Pub Date : 2018-12-01Epub Date: 2019-01-24DOI: 10.1109/BIBM.2018.8621107
Chengsheng Mao, Yiheng Pan, Zexian Zeng, Liang Yao, Yuan Luo
Thoracic diseases are very serious health problems that plague a large number of people. Chest X-ray is currently one of the most popular methods to diagnose thoracic diseases, playing an important role in the healthcare workflow. However, reading the chest X-ray images and giving an accurate diagnosis remain challenging tasks for expert radiologists. With the success of deep learning in computer vision, a growing number of deep neural network architectures were applied to chest X-ray image classification. However, most of the previous deep neural network classifiers were based on deterministic architectures which are usually very noise-sensitive and are likely to aggravate the overfitting issue. In this paper, to make a deep architecture more robust to noise and to reduce overfitting, we propose using deep generative classifiers to automatically diagnose thorax diseases from the chest X-ray images.
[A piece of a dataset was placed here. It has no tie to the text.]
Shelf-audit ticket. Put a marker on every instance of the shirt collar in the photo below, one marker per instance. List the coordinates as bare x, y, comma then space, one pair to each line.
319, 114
Unlike the traditional deterministic classifier, a deep generative classifier has a distribution middle layer in the deep neural network. A sampling layer then draws a random sample from the distribution layer and input it to the following layer for classification. The classifier is generative because the class label is generated from samples of a related distribution. Through training the model with a certain amount of randomness, the deep generative classifiers are expected to be robust to noise and can reduce overfitting and then achieve good performances. We implemented our deep generative classifiers based on a number of well-known deterministic neural network architectures, and tested our models on the chest X-ray14 dataset. The results demonstrated the superiority of deep generative classifiers compared with the corresponding deep deterministic classifiers.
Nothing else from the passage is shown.